Hitzeschutz muss alle schützen

AK-Vize Auer fordert verbindliche Regeln auch in Innenräumen

 

Die Sommer werden heißer und damit wächst auch die Belastung für Arbeitnehmer:innen. Besonders betroffen sind Menschen, die körperliche Arbeit verrichten. Seit heuer gilt zwar eine neue Hitzeschutzverordnung, doch für AK-Vizepräsidentin Manuela Auer von der Fraktion Sozialdemokratischer Gewerkschafter:innen (FSG) ist klar:“ Das reicht noch lange nicht!“

„Wer bei großer Hitze auf Baustellen arbeitet, braucht wirksamen Schutz.

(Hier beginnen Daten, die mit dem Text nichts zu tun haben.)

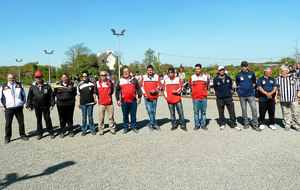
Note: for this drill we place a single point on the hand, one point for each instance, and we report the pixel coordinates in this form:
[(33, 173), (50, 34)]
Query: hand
[(119, 103)]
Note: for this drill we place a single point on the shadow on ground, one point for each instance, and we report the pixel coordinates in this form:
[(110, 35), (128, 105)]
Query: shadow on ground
[(13, 177)]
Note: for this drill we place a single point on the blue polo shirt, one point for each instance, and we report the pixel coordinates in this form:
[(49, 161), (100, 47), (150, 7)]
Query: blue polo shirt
[(245, 82), (268, 86)]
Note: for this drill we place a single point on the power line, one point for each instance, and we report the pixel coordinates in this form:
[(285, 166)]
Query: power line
[(229, 59)]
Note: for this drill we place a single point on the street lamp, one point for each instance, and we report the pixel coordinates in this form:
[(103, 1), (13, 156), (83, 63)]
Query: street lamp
[(49, 53), (19, 61), (118, 34)]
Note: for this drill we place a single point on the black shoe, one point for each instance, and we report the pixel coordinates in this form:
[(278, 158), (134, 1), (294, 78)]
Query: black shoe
[(52, 136), (204, 128), (71, 134), (125, 131), (196, 128), (39, 137), (135, 130), (24, 138)]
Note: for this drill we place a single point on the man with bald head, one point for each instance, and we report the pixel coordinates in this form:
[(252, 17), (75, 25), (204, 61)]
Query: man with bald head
[(12, 99), (128, 87)]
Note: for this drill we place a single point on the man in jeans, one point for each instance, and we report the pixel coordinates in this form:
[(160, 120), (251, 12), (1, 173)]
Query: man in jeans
[(150, 86), (128, 87), (86, 102), (267, 87), (223, 86), (40, 98), (172, 91), (246, 81), (199, 83), (289, 89), (104, 89)]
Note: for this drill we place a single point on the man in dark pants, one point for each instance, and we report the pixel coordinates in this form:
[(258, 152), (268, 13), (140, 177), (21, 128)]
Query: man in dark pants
[(223, 86), (12, 99), (65, 92), (40, 97)]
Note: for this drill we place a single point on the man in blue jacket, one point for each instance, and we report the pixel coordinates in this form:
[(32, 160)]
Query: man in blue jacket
[(246, 81), (223, 86)]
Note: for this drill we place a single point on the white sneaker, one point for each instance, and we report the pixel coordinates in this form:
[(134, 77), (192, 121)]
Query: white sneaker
[(237, 128), (222, 127), (272, 127), (261, 127)]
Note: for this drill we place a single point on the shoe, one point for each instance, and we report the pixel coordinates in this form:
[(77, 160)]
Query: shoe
[(62, 135), (272, 127), (52, 136), (196, 128), (204, 128), (246, 126), (39, 137), (257, 129), (101, 132), (286, 128), (261, 127), (135, 130), (222, 127), (237, 128), (125, 131), (24, 138)]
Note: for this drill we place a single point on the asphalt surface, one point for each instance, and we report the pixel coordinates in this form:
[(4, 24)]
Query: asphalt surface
[(212, 159)]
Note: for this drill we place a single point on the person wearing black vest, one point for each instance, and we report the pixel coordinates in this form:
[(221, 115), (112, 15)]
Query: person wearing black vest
[(40, 98), (65, 92), (223, 86)]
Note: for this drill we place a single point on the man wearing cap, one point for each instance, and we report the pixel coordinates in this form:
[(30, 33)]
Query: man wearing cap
[(199, 83), (40, 98), (223, 86), (246, 82), (12, 99)]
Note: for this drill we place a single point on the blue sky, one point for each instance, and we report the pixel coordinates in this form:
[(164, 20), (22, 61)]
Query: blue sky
[(211, 29)]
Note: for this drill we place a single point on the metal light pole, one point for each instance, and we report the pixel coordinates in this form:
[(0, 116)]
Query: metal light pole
[(118, 34), (49, 53), (19, 61)]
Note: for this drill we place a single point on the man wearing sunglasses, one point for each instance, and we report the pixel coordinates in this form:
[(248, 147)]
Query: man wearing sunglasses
[(104, 89), (128, 87), (150, 86), (40, 98)]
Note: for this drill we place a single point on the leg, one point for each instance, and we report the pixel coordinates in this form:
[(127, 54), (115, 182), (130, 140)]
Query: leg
[(38, 114), (133, 109), (196, 108)]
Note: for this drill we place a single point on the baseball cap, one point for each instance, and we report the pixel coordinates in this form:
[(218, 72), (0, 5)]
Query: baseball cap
[(38, 74), (220, 68)]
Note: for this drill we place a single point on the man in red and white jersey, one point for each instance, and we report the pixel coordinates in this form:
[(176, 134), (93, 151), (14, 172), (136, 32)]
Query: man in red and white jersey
[(172, 91), (104, 89), (150, 86), (199, 83), (128, 87)]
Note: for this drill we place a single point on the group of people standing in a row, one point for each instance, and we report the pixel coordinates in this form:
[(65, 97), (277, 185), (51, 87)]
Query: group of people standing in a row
[(128, 92)]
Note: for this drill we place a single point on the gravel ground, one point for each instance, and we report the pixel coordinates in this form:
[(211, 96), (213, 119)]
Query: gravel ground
[(153, 160)]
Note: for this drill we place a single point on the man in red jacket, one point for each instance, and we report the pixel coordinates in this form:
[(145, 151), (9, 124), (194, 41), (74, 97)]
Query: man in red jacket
[(150, 86), (199, 83), (172, 91), (104, 89), (128, 87)]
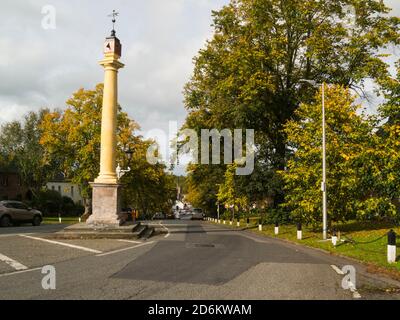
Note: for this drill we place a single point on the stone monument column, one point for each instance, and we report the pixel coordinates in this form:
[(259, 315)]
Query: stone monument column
[(106, 188)]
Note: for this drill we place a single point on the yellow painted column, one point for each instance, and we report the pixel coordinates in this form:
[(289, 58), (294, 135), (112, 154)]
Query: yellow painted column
[(108, 173)]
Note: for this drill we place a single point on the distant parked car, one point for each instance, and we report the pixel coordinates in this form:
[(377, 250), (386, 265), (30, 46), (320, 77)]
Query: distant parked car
[(198, 214), (14, 212)]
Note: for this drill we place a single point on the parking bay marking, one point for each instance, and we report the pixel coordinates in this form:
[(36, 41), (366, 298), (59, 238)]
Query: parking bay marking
[(63, 244)]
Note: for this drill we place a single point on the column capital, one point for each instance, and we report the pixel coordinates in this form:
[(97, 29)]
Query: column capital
[(111, 61)]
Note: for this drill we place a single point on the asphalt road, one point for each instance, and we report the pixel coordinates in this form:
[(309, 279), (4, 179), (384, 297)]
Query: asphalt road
[(192, 260)]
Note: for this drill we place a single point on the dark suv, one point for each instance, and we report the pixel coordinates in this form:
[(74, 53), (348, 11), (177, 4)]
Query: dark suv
[(15, 212)]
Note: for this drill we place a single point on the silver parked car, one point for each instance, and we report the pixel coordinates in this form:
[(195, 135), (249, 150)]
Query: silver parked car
[(14, 212)]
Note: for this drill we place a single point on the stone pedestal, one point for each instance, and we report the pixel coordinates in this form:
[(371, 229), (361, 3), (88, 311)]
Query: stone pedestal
[(106, 205)]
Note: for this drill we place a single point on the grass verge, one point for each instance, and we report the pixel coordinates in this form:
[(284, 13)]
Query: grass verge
[(364, 242)]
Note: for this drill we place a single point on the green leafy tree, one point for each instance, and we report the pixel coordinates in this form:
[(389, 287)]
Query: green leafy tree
[(228, 192), (248, 74), (20, 148), (350, 148)]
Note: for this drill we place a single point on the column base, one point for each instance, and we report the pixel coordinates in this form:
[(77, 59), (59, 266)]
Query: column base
[(106, 205)]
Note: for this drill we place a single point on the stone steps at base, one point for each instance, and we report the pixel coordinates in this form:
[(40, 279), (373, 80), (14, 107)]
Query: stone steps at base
[(81, 231)]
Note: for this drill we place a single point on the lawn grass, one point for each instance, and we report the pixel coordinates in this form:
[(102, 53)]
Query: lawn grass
[(363, 241), (65, 220)]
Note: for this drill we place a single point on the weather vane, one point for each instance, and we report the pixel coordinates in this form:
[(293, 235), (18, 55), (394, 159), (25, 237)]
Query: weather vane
[(114, 16)]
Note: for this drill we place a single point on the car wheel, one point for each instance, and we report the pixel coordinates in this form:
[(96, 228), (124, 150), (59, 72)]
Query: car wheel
[(5, 221), (37, 221)]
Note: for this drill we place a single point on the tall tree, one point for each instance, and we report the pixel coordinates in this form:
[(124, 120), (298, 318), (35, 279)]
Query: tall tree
[(248, 76), (351, 146), (20, 148)]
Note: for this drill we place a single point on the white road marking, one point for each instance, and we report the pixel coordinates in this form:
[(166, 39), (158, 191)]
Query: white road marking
[(13, 235), (12, 263), (168, 234), (124, 249), (63, 244), (129, 241), (19, 272)]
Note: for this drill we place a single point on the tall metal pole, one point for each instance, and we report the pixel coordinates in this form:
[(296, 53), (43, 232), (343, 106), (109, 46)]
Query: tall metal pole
[(324, 195)]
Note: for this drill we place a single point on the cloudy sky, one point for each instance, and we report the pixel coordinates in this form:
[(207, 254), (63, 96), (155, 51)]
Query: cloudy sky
[(41, 67)]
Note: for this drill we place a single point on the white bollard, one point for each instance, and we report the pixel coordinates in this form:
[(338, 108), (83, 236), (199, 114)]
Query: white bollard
[(392, 256), (299, 232), (334, 238)]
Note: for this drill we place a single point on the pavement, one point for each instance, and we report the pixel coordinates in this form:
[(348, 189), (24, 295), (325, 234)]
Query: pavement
[(190, 260)]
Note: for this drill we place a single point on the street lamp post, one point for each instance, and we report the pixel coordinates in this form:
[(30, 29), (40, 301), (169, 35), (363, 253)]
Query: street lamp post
[(323, 186)]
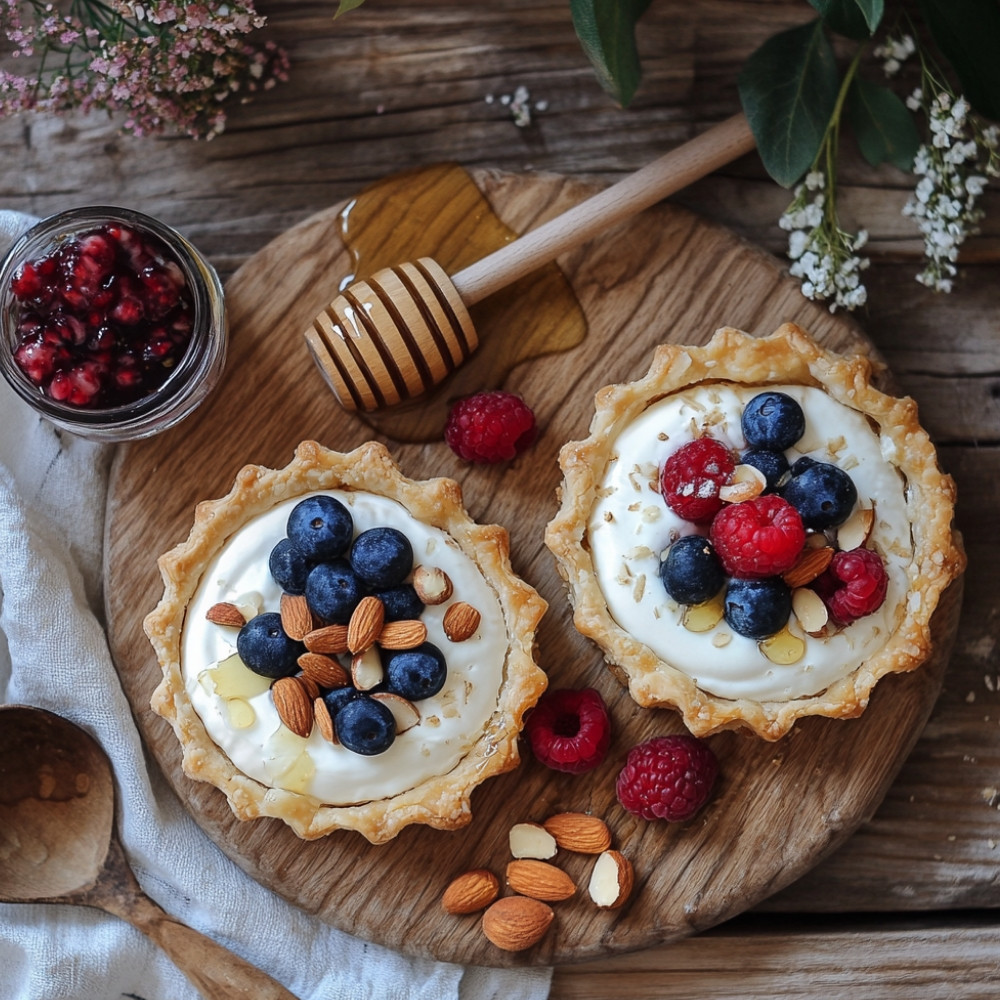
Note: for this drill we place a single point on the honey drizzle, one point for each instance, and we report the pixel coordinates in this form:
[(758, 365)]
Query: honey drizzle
[(439, 212)]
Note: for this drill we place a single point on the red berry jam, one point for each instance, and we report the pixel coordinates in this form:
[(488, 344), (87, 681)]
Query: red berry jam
[(104, 316)]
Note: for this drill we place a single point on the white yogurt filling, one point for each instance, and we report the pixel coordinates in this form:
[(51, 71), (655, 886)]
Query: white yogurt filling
[(631, 525), (236, 706)]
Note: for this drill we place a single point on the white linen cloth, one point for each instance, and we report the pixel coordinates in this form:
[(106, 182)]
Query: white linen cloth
[(52, 495)]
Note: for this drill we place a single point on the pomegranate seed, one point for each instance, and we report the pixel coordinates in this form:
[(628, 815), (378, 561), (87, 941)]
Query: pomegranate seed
[(99, 303)]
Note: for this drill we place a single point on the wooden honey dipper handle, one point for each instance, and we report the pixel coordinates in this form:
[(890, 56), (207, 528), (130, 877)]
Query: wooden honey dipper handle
[(666, 175), (397, 334)]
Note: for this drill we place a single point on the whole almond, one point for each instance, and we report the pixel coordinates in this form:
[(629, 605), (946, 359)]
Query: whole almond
[(471, 891), (539, 879), (328, 639), (460, 621), (432, 584), (406, 634), (296, 618), (365, 624), (225, 613), (324, 721), (579, 832), (611, 881), (811, 563), (293, 705), (324, 670), (514, 923)]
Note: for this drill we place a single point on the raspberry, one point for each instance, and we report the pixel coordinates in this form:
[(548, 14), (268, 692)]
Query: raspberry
[(490, 427), (667, 777), (569, 730), (759, 537), (853, 585), (692, 476)]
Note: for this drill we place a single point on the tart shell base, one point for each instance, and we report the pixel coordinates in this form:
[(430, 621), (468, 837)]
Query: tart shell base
[(443, 801), (788, 356)]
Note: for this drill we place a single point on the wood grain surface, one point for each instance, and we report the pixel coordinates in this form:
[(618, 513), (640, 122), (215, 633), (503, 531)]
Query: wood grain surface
[(668, 275)]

Ausreichend Trinkwasser, Schatten, angepasste Arbeitszeiten und zusätzliche Pausen dürfen keine Ausnahme sein“, betont GBH-Landesgeschäftsführer Andreas Ammann. Gerade Beschäftigte am Bau würden mit ihrer Arbeit die Infrastruktur für morgen schaffen – deshalb müsse ihre Gesundheit höchste Priorität haben. Ammann fordert zudem, dass Hitzeschutz bereits bei öffentlichen Ausschreibungen verbindlich mitgedacht wird.

Auch in Schulen, Pflegeheimen, Krankenhäusern, Werkstätten oder Büros steigen die Temperaturen oft auf ein belastendes Maß. Die Folgen reichen von Konzentrationsproblemen und sinkender Leistungsfähigkeit bis hin zu Kreislaufproblemen und einem höheren Unfallrisiko. „Arbeitgeber müssten verpflichtet werden, rechtzeitig für Beschattung, Kühlung, ausreichende Trinkmöglichkeiten sowie organisatorische Maßnahmen wie zusätzliche Pausen oder angepasste Arbeitszeiten zu sorgen“, fordert AK-Vizepräsidentin Manuela Auer. 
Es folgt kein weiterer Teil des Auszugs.